Turning a Simple Walk into a High-Definition Test
The researchers focused on the 10‑meter walk test, a standard clinic tool where a person is timed as they walk along a short walkway. Instead of using only a stopwatch, they combined the test with a sophisticated motion capture system similar to those used in animation and sports science. Tiny reflective markers were placed on key points of the body, and multiple cameras and floor sensors tracked how the body moved and how hard the feet pushed against the ground. Participants were asked to walk barefoot at a self‑chosen “fast but safe” pace, and only the middle six meters of the path were used for speed calculations, to avoid the speeding up and slowing down at the ends.
Who Was Studied and What Was Collected
The dataset covers 100 community‑dwelling adults from Singapore, all between 50 and 75 years old and without conditions that would interfere with normal walking. They are part of a larger Asian‑centric movement study that recorded 12 everyday tasks. For each person, the team captured several fast‑walking trials, stored as detailed files that include three‑dimensional marker positions and forces under each foot. Additional spreadsheets describe each participant’s age group, sex, height, weight, and technical details of the recordings. Together, these records form a “normative” reference: a rich picture of how healthy older adults in Southeast Asia walk quickly when asked to push themselves a little.

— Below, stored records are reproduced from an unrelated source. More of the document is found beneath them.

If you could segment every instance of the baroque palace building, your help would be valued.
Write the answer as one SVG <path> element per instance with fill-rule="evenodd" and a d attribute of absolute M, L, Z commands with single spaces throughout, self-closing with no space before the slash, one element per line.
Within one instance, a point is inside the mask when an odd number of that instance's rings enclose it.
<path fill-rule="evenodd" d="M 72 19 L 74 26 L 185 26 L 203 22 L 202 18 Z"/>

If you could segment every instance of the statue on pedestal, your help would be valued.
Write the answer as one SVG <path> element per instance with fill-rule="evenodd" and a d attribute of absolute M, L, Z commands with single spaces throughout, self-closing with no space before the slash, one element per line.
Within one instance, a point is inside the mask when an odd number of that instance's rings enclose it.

From Raw Movement to Patterns Linked with Falls
To turn the raw recordings into understandable patterns, the team used specialized software to identify each step in the walking cycle and compute dozens of measurements. These included basic items like walking speed and stride length, and more subtle features such as how much the ankle bends and how consistent each step is. Five years after the initial tests, researchers contacted participants again using online forms and phone calls. They asked simple screening questions about whether people had fallen, felt unsteady, or worried about falling. Anyone who answered “yes” to at least one question was classified as having a higher fall risk, giving the scientists a way to link baseline walking patterns with later outcomes.

What the Step Details Revealed
Out of the 100 participants, just under half were later classified as lower risk and just over half as higher risk. Using statistical models, the researchers found that a combination of five features measured during the fast walk best separated these two groups. Faster gait speed, steadier stride length from step to step, and certain aspects of ankle motion were linked with lower risk, while larger arm swings showed a more complex, less intuitive relationship. When all five markers were combined, the model correctly distinguished higher‑risk from lower‑risk individuals far better than chance, though not perfectly. The team also ran careful checks to ensure that marker placement on the body was consistent across staff members and over time, showing that the measurements are reliable.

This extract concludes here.